Classic yoga relaxation pose Savasana

Yoga is a great way to attain anxiety relief. When it comes to calming your mind, yoga breathing is one of the best tools you can have in your healing tool-belt! It's with you all the time, and you can do it anywhere without anyone else even knowing!

To bring instant calm when you’re stressed, stop take a deep breath in.

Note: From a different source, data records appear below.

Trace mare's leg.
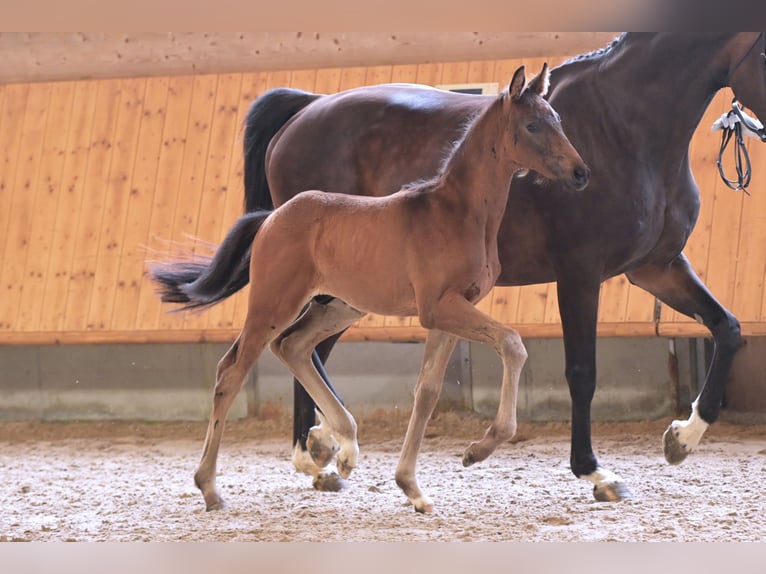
[194,264,320,510]
[271,299,365,477]
[396,330,457,513]
[557,270,631,501]
[293,330,346,492]
[194,321,268,510]
[420,293,527,466]
[627,254,742,464]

Exhale slowly and fully, consciously releasing tension into the ground.

You'll notice your heart rate begin to slow as you take control over your response to the situation. The physical effects of stress will fade quickly as your deep breathing brings anxiety relief.

We're all born knowing how to breathe properly. Watch a baby breathe -- their tummies rise and fall as they flood their bodies with oxygen. But daily stresses cause most people to abandon ‘belly breathing' for ‘chest breathing', using only the tops of the lungs.

Stress causes the diaphragm to contract, reducing lung space, allowing less air per breath. So you automatically take more shallow breaths, constricting blood vessels, causing more stress.

The brain is the first organ to suffer from this under-supply of oxygen, making you even more susceptible to the physical effects of stress.

Shallow breathing contributes to stress-related disorders such as migraines, high blood pressure and panic attacks. Deep yoga breathing helps these problems, PMS, asthma and insomnia.

By fully inhaling, you bring abundant oxygen to every cell. Full exhalations release pollution and stale air.

Deep breathing brings anxiety relief and helps all cells, tissues and organs perform at peak levels.

Let’s practice deep breathing in classic yoga relaxation pose, Savasana. Lie down on a yoga mat or carpet with feet a foot apart. Reach fingers toward heals, then relax hands 6” from your body.

Close your eyes. Starting at your feet, working up to your head, tense each body part for five seconds, then relax it.

When fully relaxed, put a book on your stomach. Imagine your lungs are divided into thirds. Fill the lower part first, middle, then top, and exhale in reverse.

As you draw air deeply into the lower lungs through your nose, push your stomach out. Pull it in as you exhale, keeping inhales and exhales an equal duration. Practice for 15 minutes twice daily.

Another great breathing technique to relieve pain and anxiety is Alternate Nostril Breathing, a calming breath that strengthens the respiratory system, expels stale air and waste products, and balances right and left brain hemispheres.

To begin, bend your middle and index fingers into the palm of your right hand and extend thumb, pinkie and ring finger.

- Press right thumb against right nostril

- Exhale through the left, then inhale for 4 counts

- Close the left nostril with ring finger, hold breath for 16

- Release right nostril, exhale for 8

- Hold left nostril closed, inhale through right for 4

- Close both nostrils and hold breath for 16

- Release left nostril and exhale for 8

This completes round one. Repeat 10 rounds daily.